I will admit that I almost know the answer to this problem, but I'm somehow looking for confirmation, I guess.

We're seeing excessive Young GC "problems". Our setup is more or less the following:

3 data nodes (24 GB RAM, 12 GB heap)
3 master nodes (8 GB RAM, 4 GB heap)

I realize that a lot of young GC is normal, but we see jumps in 5% heap to 75% heap in maybe 30-60 seconds, resulting in GC runs of up to 10 seconds in some cases. 10 second GC runs every few minutes isn't very nice, when it happens across all 3 nodes - many timeouts.

I would say we have a very moderate influx of data, maybe 10-30 documents per second.
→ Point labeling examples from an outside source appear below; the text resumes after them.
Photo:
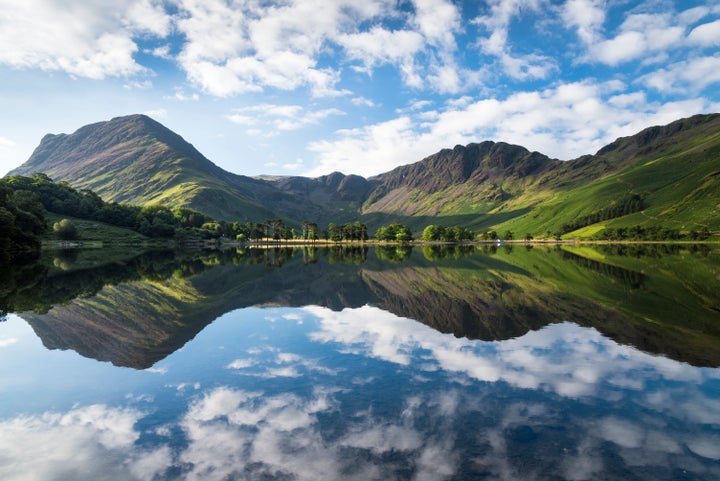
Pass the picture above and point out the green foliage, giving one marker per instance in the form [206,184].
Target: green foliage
[65,230]
[623,206]
[394,232]
[434,233]
[22,220]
However, and I'll have to confess, we have some very large documents - with a lot of fields. So much that we've had to bump the default number of allowed fields, which leads me to think we're doing something very bad.

Is it normal to see that very large documents (in terms of fields) can cause this sort of behaviour?

if so, how do people deal with these issues? Split the data into multiple indices?


(Mark Harwood) #2

How many fields do you have now?

When adding documents with never-seen-before fields this requires a change to the index's mapping definition which in turn requires coordination with the master node to revise the schema which in turn then needs disseminating to all other nodes.
Clearly this adds more overhead to what would otherwise be a straight write of a document's contents on a data node. Declaring index fields up-front or avoiding the need to introduce new fields in your JSON will help matters.


(Henrik Ossipoff Hansen) #3

My guess is that our mapping consists of between 6.000 and 8.000 fields, with a single document being around 1.200 to 1.500 fields. I know this is most likely way too much.

I get your point here, but it does look like we're seeing the same GC pattern even after all of our documents have been indexed, without adding any new fields.